Response by poster: Everyone: wow - many thanks for wit and enthusiasm. The martini sounds like my kind of ratio's; I am ashamed I never shook one up for myself. Interesting that Marcella Hazan has (kind of) turned up three times. I am definitely going to try the lamb; a nice Welsh leg. And I have always wanted to make meatloaf (not an English food). I think the Reuben ingredients are too much to ask for while I am in England., but next time I am over there.....

Shane: thank you. Forgiven. Especially since your post was so funny. How does the soy sauce not make the bread soggy?

AwkwardPause: my partner (who does the cooking) will post the lamb chop recipe.

ssmith: someone really used a cedar plank? It sounds wonderful. Oops - my partner just said " oh yes, the plank - that's wonderful - they do it in the Pacific NorthWest. They learnt it from the Indians, they say".... So this is tried and tested and where can I get cedar planks......?

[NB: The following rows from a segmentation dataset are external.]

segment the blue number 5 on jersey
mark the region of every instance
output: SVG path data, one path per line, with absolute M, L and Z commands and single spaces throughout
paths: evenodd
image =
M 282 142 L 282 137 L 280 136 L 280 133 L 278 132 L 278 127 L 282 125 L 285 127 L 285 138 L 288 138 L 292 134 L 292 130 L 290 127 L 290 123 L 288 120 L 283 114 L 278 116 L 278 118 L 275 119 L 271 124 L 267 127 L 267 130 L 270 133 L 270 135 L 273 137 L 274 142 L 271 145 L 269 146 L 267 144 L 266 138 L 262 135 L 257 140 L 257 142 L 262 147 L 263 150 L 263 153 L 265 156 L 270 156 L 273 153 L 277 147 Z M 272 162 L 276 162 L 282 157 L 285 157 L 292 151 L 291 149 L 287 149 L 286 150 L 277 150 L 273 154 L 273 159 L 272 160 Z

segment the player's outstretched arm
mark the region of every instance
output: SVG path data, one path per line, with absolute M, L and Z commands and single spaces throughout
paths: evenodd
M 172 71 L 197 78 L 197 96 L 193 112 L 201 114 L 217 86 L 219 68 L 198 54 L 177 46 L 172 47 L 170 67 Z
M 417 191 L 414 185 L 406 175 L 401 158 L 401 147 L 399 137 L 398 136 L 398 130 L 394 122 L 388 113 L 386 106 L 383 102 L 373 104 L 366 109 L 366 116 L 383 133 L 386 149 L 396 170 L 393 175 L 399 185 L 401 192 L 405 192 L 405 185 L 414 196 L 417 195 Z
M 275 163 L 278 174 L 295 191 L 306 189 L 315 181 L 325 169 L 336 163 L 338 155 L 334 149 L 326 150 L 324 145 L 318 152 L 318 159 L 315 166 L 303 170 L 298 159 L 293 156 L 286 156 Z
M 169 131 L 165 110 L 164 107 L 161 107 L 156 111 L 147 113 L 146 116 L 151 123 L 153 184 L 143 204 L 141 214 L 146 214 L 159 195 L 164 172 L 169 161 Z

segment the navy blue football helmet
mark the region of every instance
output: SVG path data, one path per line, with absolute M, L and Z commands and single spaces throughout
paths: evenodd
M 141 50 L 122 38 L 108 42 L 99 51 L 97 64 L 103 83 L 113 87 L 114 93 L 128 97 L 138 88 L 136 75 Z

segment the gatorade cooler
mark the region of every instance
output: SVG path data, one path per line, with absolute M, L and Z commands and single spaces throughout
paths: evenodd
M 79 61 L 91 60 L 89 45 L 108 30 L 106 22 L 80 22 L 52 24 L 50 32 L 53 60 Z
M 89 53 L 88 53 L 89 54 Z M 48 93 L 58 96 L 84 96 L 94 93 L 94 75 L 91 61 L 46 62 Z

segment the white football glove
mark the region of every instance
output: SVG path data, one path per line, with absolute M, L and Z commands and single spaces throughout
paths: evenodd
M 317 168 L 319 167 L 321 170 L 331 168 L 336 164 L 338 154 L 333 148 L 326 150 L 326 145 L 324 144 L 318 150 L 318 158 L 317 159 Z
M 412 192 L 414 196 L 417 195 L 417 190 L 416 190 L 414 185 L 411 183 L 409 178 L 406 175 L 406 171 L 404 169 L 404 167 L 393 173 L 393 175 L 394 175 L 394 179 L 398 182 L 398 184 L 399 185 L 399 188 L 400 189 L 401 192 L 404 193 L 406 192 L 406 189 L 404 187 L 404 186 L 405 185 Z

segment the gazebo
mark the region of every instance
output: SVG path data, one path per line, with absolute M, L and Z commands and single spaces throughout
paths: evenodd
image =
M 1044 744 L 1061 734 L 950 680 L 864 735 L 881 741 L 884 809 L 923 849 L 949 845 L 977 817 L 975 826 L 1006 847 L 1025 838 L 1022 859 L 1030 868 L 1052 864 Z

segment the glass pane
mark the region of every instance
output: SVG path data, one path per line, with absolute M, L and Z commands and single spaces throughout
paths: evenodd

SpaceCadet: we use this! Isn't it hot! More often, actually, we use the Panang (more garlicky) of the same brand. We get it from one of the two main supermarkets in China Town in London.

Finally, i_am_joe's_spleen: I will try this as a side dish. I once had a fantastic mushroom soup in Poland in 1990 which was idealy salted and nicely garlicked and in which (most importantly I believe) the mushrooms had been perfectly cooked. I know there's an art to this (or rather, a science?) so thank you for this link.
posted by suleikacasilda at 3:00 PM on September 29, 2004

Well, since I happen to be suleikacasilda's SO, and I do the vast majority of the cooking, allow me to post the lamb chop recipe.

This is adapted from my original 1981 edition of Pierre Franey's More New York Times 60-Minute Gourmet (obviously, the second volume in a series). The two 60-Minute Gourmet volumes are, IMO, some of the most useful cookbooks I have ever owned. They may have been republished as a single volume sometime recently.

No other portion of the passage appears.